Movie Songs Actors and Writers Helped Inspire – Billboard
Ahead of the April 25 Oscars, three movies have more in common than just competing for top honors. The sound of metal and minariwho both have six nominations, and One night in Miami…which has three, highlights how songwriters have become more collaborative in the filmmaking process, whether they work closely with actors on certain songs or even take on the role of screenwriter.
For Abraham Marder, working with his brother, director Darius Marder, on the The sound of metal The script – about heavy metal drummer Ruben (played by first-ever Best Muslim Actor nominee Riz Ahmed) – also guided how he composed the film’s score. As co-writer, Abraham identified how the film, which also won Best Original Screenplay, could better express the experience of the character of Ahmed going deaf by amplifying the sound design more than creating a traditional score that drew viewers into his world. “The film succeeds [by sitting] with Reuben in the most difficult times of calm and chaos,” says Abraham. “A score often seeks to smooth out and remove these rough edges from movies, but I thought that would have thwarted the purpose of the story.”
Although writer-directors like John Carpenter and Robert Rodriguez have also composed music for their films, it’s rare for a screenwriter to compose a film’s closing track – as Marder did with “Green,” which was shortlisted for Best Original Song. He started working on the minimal and downtempo track when The sound of metal was first conceived, but did not complete the lyrics until the final week of the film’s final sound mix, once he fully grasped the depth of Ruben’s experience.

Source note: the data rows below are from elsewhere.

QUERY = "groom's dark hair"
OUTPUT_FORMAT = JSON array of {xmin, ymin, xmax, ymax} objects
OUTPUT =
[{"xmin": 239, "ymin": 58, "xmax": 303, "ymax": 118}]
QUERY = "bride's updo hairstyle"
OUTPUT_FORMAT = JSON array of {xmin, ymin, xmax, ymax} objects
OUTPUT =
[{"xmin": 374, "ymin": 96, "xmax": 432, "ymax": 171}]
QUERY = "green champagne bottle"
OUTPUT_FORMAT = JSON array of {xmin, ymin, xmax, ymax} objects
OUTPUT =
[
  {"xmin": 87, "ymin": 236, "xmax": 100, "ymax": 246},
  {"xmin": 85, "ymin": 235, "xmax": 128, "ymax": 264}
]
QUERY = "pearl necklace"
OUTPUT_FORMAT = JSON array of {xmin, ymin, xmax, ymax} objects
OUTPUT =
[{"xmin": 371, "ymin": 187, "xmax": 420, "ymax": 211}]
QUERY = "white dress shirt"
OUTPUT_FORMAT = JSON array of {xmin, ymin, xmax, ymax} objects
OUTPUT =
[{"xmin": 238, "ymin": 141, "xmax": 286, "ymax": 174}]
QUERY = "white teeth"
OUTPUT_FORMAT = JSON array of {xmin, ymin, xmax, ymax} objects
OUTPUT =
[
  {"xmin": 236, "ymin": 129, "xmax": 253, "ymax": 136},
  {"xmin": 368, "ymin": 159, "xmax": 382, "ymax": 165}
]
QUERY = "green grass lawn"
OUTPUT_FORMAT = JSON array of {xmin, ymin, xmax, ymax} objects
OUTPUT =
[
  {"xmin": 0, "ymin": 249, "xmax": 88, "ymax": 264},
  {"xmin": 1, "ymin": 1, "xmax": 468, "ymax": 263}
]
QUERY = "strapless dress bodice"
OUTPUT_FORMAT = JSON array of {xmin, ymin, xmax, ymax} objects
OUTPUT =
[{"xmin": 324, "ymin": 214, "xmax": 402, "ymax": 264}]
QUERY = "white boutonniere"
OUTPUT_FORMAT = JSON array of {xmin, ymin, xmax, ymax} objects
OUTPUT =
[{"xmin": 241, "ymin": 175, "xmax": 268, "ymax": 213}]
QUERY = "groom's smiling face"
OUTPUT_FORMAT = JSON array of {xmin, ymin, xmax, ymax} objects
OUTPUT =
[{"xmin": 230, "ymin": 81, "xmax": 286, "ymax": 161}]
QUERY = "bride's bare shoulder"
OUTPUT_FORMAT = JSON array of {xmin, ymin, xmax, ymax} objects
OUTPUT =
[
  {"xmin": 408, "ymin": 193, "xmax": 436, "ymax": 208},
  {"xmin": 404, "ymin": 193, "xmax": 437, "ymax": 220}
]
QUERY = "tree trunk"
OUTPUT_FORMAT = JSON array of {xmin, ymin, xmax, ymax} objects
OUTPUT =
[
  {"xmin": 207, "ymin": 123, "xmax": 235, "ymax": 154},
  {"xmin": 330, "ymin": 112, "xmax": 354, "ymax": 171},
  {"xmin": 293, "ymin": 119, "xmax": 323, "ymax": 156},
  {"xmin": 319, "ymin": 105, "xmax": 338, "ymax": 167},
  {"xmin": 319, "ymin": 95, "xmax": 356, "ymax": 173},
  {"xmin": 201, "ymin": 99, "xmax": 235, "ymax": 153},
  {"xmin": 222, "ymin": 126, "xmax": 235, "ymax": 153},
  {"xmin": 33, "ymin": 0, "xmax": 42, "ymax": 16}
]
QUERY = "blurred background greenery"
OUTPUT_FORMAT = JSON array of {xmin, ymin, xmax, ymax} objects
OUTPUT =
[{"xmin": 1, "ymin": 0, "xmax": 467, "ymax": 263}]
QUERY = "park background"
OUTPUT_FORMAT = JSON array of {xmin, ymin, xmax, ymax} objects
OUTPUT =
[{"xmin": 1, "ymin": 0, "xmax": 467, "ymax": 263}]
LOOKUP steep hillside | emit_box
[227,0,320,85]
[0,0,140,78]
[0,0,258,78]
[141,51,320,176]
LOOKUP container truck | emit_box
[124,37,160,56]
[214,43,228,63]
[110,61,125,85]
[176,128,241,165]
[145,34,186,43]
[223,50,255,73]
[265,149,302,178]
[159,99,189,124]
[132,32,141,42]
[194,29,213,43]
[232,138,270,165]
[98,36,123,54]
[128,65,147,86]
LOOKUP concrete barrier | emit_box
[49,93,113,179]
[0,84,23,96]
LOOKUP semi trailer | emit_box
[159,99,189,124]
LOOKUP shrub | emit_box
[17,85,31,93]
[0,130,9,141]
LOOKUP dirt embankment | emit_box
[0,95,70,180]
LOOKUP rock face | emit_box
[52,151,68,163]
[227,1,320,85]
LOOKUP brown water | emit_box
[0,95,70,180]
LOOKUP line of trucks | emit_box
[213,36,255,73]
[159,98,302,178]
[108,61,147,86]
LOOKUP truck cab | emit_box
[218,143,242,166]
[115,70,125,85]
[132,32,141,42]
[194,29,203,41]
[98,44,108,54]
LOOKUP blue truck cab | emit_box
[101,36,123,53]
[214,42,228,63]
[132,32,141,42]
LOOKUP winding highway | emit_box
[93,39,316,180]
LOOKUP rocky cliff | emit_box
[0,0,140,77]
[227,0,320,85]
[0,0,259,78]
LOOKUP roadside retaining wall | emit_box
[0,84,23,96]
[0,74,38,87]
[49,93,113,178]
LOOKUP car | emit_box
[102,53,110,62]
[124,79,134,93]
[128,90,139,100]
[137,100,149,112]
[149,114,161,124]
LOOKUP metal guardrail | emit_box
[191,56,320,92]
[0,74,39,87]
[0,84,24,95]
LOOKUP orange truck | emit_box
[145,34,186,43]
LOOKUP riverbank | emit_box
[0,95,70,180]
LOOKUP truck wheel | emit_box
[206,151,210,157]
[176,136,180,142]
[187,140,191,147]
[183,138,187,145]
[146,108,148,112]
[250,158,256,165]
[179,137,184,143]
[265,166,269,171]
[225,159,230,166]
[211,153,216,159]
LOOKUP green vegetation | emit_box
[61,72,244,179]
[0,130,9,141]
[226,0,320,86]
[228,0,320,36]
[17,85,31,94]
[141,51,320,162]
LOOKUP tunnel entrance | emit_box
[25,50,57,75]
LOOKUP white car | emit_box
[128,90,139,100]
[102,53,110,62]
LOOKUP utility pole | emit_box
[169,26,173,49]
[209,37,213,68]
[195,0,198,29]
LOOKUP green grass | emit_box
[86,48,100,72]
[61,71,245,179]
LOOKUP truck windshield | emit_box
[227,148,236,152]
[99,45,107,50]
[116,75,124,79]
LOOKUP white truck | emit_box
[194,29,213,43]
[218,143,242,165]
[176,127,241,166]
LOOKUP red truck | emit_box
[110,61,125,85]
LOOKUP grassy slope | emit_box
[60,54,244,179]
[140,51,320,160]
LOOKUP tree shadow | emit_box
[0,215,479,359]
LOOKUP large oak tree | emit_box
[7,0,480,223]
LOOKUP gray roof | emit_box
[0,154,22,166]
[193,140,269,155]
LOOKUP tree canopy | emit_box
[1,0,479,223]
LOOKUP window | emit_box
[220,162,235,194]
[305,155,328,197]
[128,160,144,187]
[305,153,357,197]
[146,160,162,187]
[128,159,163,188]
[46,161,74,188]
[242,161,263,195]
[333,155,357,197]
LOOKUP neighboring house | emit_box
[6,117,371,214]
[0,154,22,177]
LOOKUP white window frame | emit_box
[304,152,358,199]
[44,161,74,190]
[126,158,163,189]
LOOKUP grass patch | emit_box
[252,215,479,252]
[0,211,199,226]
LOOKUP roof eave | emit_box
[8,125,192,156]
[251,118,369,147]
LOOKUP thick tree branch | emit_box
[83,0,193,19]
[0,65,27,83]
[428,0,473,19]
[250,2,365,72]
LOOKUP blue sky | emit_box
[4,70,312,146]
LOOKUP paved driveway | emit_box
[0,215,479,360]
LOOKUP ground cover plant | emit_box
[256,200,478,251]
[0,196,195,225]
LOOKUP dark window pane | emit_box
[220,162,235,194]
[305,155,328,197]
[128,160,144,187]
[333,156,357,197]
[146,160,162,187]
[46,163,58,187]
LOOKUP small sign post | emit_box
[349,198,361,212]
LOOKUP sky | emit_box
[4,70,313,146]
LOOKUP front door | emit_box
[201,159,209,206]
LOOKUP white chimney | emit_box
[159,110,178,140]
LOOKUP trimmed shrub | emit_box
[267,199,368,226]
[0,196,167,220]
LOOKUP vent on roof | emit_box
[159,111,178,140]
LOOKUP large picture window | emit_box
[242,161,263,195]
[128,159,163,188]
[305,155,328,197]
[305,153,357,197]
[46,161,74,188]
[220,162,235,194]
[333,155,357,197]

From a musical point of view, it is essential to understand the characters of a film – which is why, at the suggestion of director Lee Isaac Chung, minari composer Emile Mosseri (who picked up a Best Original Score nomination) enlisted actress Yeri Han, who plays Monica in the film, to “Song of the Rain”. Mosseri had already written the track when Chung informed him of Han’s vocal skills. Working with her and Korean lyricist Stephanie Kong gave her the opportunity to add a deeper layer of emotion to the lullaby that helps bring closure to the tender immigrant story of Chung, who is also up for Best Picture. .
Likewise, songwriter Sam Ashworth thinks the nominee for Best Original Song “Speak Now” wouldn’t have become what it was meant to be without drawing on Leslie Odom Jr.’s experience portraying Sam Cooke in One night in Miami… Before writing the song on FaceTime, Ashworth, who previously worked with the Oscar-nominated actor on his 2019 album, Mr., had the verses and melody of the melody, but knew that the lyrics did not sound right. “The song needed a real sense of urgency, hence the ‘listen, listen, listen’ and ‘speak now,’ but Leslie came with a strong conviction for the direction of the verses,” says Ashworth. “Leslie’s perspective after playing Sam Cooke was imperative. [He] had to live this character to be able to come out of it and understand what it meant – and how it changed him.